Details came to light last month about the incident, but Dragovic’s attorney, Jon Artz, said in a conference call with reporters on Monday that the defense has discovered new evidence regarding the case. During the concert, Dragovic’s roommate, Aleksandar Stanisic, got into an altercation with a man and his girlfriend, at which point the man slapped Stanisic across the face. Artz – who also said the victim admitted to his investigator that he was “jealous” – said that Dragovic and Stanisic then exited the premises and were waiting for their car when the man followed them downstairs and continued to argue. Dragovic tackled the man, who collided with a glass case, which shattered and lacerated his leg. Artz maintains that his client did not throw a punch and was not the aggressor.
Now comes the difficult part for Dragovic in once again putting his legal situation to bed for the time being.
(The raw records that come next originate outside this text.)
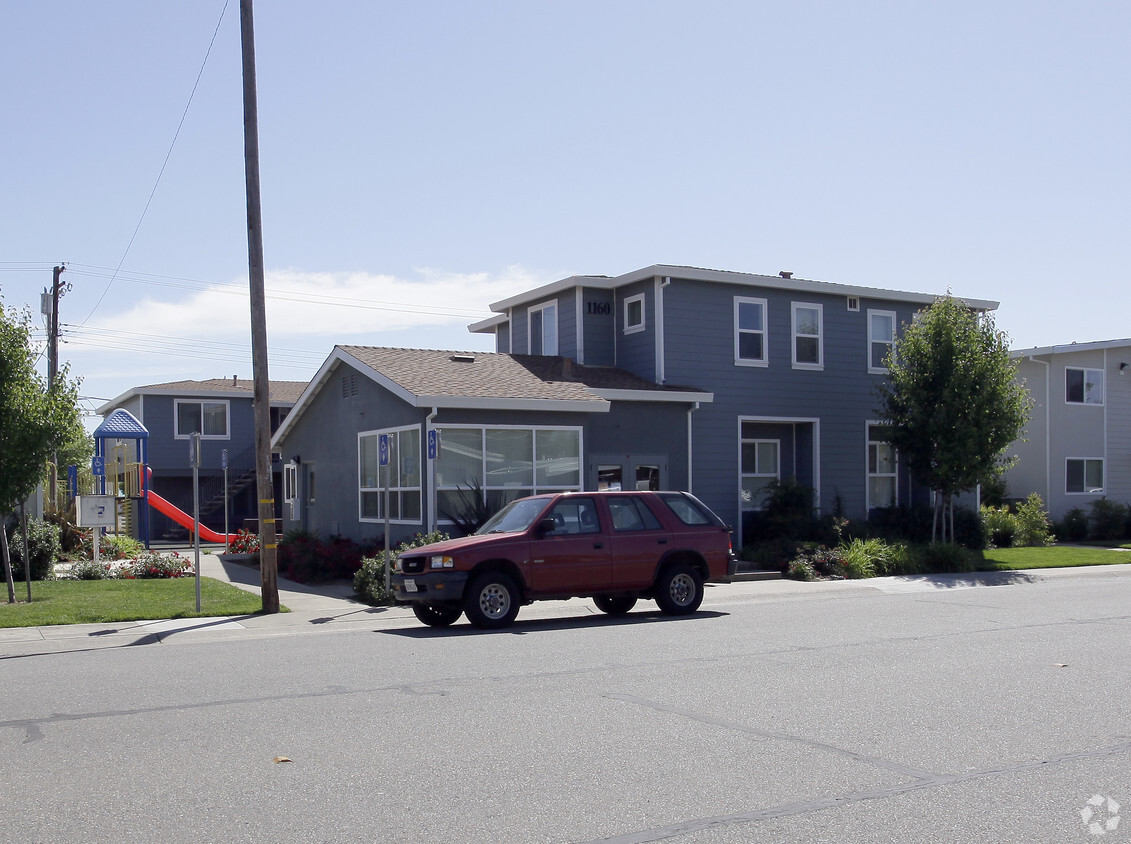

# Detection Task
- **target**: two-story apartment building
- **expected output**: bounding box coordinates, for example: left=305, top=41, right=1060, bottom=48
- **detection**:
left=1005, top=339, right=1131, bottom=519
left=275, top=265, right=996, bottom=539
left=97, top=377, right=307, bottom=539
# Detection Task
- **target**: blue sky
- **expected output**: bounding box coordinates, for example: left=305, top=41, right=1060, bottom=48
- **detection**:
left=0, top=0, right=1131, bottom=420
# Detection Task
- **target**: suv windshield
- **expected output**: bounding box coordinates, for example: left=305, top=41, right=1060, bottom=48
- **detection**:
left=475, top=498, right=546, bottom=535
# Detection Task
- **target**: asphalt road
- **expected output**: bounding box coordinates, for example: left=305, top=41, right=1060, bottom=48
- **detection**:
left=0, top=569, right=1131, bottom=844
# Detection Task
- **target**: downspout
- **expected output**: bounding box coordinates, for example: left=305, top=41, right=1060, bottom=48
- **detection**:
left=1029, top=355, right=1053, bottom=510
left=421, top=407, right=440, bottom=533
left=688, top=402, right=699, bottom=494
left=656, top=276, right=665, bottom=382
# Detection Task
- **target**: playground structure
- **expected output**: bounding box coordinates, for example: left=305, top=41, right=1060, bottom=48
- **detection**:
left=94, top=408, right=235, bottom=548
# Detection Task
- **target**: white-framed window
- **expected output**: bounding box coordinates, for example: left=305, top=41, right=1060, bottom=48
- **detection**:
left=793, top=302, right=824, bottom=369
left=739, top=438, right=782, bottom=510
left=173, top=398, right=231, bottom=440
left=283, top=462, right=301, bottom=522
left=734, top=296, right=769, bottom=367
left=867, top=424, right=899, bottom=510
left=1064, top=457, right=1104, bottom=494
left=526, top=302, right=558, bottom=355
left=867, top=310, right=896, bottom=372
left=1064, top=367, right=1104, bottom=404
left=357, top=425, right=421, bottom=524
left=435, top=425, right=581, bottom=522
left=624, top=293, right=645, bottom=334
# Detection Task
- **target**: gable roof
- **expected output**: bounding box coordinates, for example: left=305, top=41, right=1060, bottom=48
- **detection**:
left=467, top=264, right=998, bottom=334
left=96, top=378, right=307, bottom=416
left=275, top=346, right=714, bottom=440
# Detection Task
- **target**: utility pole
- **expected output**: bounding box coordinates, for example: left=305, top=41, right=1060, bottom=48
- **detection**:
left=240, top=0, right=279, bottom=612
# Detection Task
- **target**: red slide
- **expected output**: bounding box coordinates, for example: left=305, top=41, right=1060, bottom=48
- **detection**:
left=149, top=490, right=235, bottom=545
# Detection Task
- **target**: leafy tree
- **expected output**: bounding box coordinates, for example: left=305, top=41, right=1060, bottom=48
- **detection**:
left=879, top=295, right=1030, bottom=541
left=0, top=303, right=81, bottom=603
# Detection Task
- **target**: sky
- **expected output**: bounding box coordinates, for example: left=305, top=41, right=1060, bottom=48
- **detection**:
left=0, top=0, right=1131, bottom=424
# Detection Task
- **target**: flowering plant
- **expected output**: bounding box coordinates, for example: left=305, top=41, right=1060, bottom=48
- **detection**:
left=227, top=531, right=259, bottom=554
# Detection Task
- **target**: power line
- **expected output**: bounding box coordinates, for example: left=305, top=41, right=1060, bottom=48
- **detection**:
left=83, top=0, right=227, bottom=325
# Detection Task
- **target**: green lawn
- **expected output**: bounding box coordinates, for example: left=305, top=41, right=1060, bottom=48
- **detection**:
left=0, top=577, right=278, bottom=628
left=978, top=545, right=1131, bottom=571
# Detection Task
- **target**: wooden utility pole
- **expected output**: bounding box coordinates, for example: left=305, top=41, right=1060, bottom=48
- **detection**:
left=240, top=0, right=279, bottom=612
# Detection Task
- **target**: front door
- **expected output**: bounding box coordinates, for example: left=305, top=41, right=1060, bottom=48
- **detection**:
left=530, top=496, right=611, bottom=595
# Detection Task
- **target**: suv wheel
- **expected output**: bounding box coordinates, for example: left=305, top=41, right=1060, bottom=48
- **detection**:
left=593, top=595, right=636, bottom=615
left=464, top=571, right=519, bottom=629
left=413, top=603, right=464, bottom=627
left=656, top=562, right=703, bottom=615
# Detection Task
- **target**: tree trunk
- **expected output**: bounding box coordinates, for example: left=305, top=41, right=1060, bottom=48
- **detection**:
left=0, top=513, right=15, bottom=604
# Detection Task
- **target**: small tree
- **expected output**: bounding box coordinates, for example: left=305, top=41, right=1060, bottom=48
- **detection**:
left=879, top=295, right=1030, bottom=541
left=0, top=304, right=81, bottom=603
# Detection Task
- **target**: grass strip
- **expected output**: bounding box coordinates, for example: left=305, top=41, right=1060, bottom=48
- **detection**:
left=0, top=577, right=280, bottom=628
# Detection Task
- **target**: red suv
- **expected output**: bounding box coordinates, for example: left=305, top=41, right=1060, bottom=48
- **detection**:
left=392, top=492, right=737, bottom=628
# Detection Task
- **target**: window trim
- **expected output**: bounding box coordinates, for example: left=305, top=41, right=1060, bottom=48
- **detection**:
left=1064, top=457, right=1107, bottom=496
left=1064, top=367, right=1107, bottom=407
left=864, top=422, right=899, bottom=506
left=526, top=299, right=560, bottom=358
left=623, top=293, right=648, bottom=334
left=734, top=296, right=770, bottom=367
left=173, top=398, right=232, bottom=440
left=433, top=422, right=585, bottom=525
left=867, top=308, right=898, bottom=374
left=789, top=302, right=824, bottom=371
left=357, top=424, right=428, bottom=525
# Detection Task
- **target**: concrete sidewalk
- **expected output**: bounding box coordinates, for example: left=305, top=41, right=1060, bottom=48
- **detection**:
left=0, top=550, right=1131, bottom=660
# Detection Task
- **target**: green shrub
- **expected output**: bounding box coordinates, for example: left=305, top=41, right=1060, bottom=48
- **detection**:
left=353, top=531, right=449, bottom=606
left=981, top=507, right=1019, bottom=548
left=1013, top=492, right=1053, bottom=548
left=1089, top=498, right=1128, bottom=540
left=1056, top=507, right=1088, bottom=542
left=0, top=518, right=60, bottom=580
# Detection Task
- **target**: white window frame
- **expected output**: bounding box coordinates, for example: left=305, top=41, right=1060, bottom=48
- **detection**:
left=734, top=296, right=770, bottom=367
left=623, top=293, right=648, bottom=334
left=739, top=436, right=782, bottom=513
left=1064, top=457, right=1107, bottom=496
left=356, top=424, right=428, bottom=525
left=789, top=302, right=824, bottom=370
left=435, top=424, right=585, bottom=525
left=867, top=309, right=897, bottom=374
left=864, top=422, right=899, bottom=506
left=526, top=299, right=559, bottom=358
left=1064, top=367, right=1107, bottom=407
left=173, top=398, right=232, bottom=440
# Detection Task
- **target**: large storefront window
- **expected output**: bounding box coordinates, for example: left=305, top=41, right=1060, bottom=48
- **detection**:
left=435, top=427, right=581, bottom=520
left=357, top=428, right=421, bottom=523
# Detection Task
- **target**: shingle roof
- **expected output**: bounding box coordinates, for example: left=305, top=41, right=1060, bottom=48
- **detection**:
left=338, top=346, right=698, bottom=402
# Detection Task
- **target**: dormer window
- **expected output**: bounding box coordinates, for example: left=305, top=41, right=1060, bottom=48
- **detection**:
left=527, top=302, right=558, bottom=355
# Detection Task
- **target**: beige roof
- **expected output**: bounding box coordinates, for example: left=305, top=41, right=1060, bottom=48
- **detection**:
left=339, top=346, right=697, bottom=402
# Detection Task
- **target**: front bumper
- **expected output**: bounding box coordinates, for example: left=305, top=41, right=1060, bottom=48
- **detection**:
left=390, top=571, right=467, bottom=603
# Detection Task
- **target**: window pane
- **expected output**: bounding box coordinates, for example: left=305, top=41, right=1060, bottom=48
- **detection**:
left=204, top=402, right=227, bottom=437
left=176, top=402, right=200, bottom=437
left=739, top=331, right=765, bottom=361
left=739, top=302, right=762, bottom=331
left=534, top=431, right=579, bottom=489
left=435, top=428, right=483, bottom=486
left=485, top=428, right=534, bottom=486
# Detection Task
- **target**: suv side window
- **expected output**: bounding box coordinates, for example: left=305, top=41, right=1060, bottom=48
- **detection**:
left=659, top=492, right=711, bottom=525
left=608, top=496, right=662, bottom=532
left=547, top=498, right=601, bottom=536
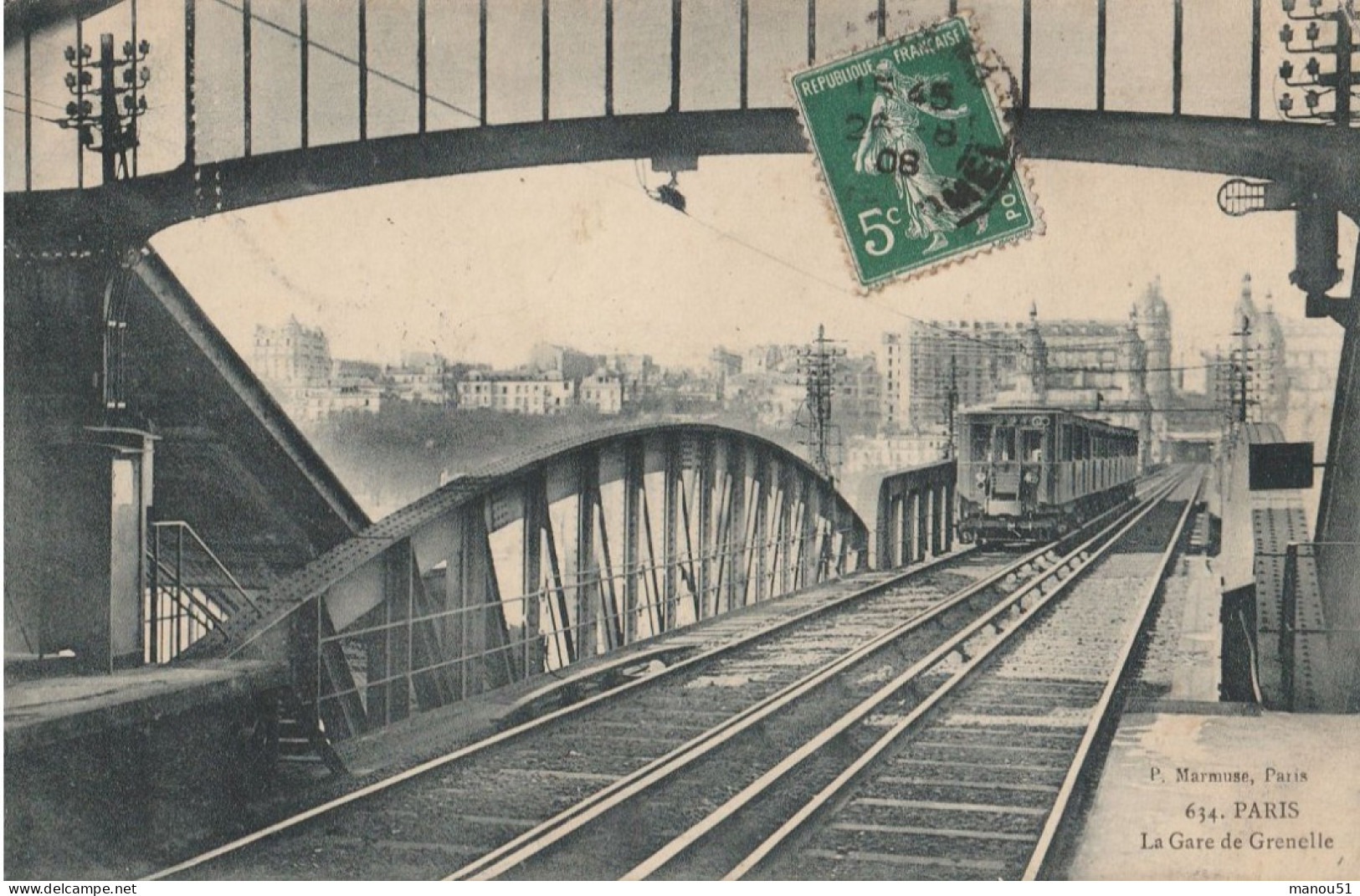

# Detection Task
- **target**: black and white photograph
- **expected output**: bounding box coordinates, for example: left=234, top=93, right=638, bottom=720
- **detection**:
left=0, top=0, right=1360, bottom=893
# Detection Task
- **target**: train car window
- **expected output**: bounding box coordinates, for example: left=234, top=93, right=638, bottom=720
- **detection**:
left=968, top=422, right=992, bottom=461
left=997, top=426, right=1016, bottom=461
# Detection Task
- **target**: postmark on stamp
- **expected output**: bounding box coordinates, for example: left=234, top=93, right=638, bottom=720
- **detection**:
left=793, top=17, right=1042, bottom=287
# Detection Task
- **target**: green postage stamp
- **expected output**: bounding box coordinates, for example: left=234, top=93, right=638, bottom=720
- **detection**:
left=793, top=17, right=1042, bottom=287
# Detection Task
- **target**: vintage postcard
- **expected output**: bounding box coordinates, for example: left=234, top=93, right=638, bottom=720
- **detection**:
left=3, top=0, right=1360, bottom=893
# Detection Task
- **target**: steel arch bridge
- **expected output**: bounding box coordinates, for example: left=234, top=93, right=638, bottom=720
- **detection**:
left=6, top=0, right=1360, bottom=254
left=198, top=422, right=869, bottom=740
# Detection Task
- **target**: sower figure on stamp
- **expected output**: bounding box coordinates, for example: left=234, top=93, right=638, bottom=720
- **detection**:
left=854, top=60, right=988, bottom=252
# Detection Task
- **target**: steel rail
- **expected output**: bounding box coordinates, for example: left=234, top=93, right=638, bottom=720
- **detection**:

“I didn’t think it affected me, but just now thinking about what’s wrong with my shot, maybe it did affect me,” said Dragovic, who is averaging 7.9 points per game. “Not that I’m thinking about it on the court. But for sure it affected my concentration and the time I had to put into it instead of putting it into my shot.”
Malcolm in the Front
Shooting guard Malcolm Lee had his second consecutive scoring outburst in UCLA’s 84-73 loss to Notre Dame on Saturday. Lee had 29 points on 11-of-17 shooting and 4-of-5 3-pointers, and chipped in four assists.
This, after scoring 20 points against New Mexico State on Dec. 15.
Lee actually preferred that performance more.
“It would be better for the team if I was scoring in the 20-21 range,” said Lee, who is averaging 15.1 points for the season. “But I was just trying to win. I was doing whatever it took – I felt like I had to try to take over. More ideally, though, is the lower 20s and getting my teammates involved.”
UCLA senior guard Michael Roll, who is second on the team with 14.5 points per game, came down with a case of the stomach flu, and his status for tonight’s matchup with Colorado State is questionable.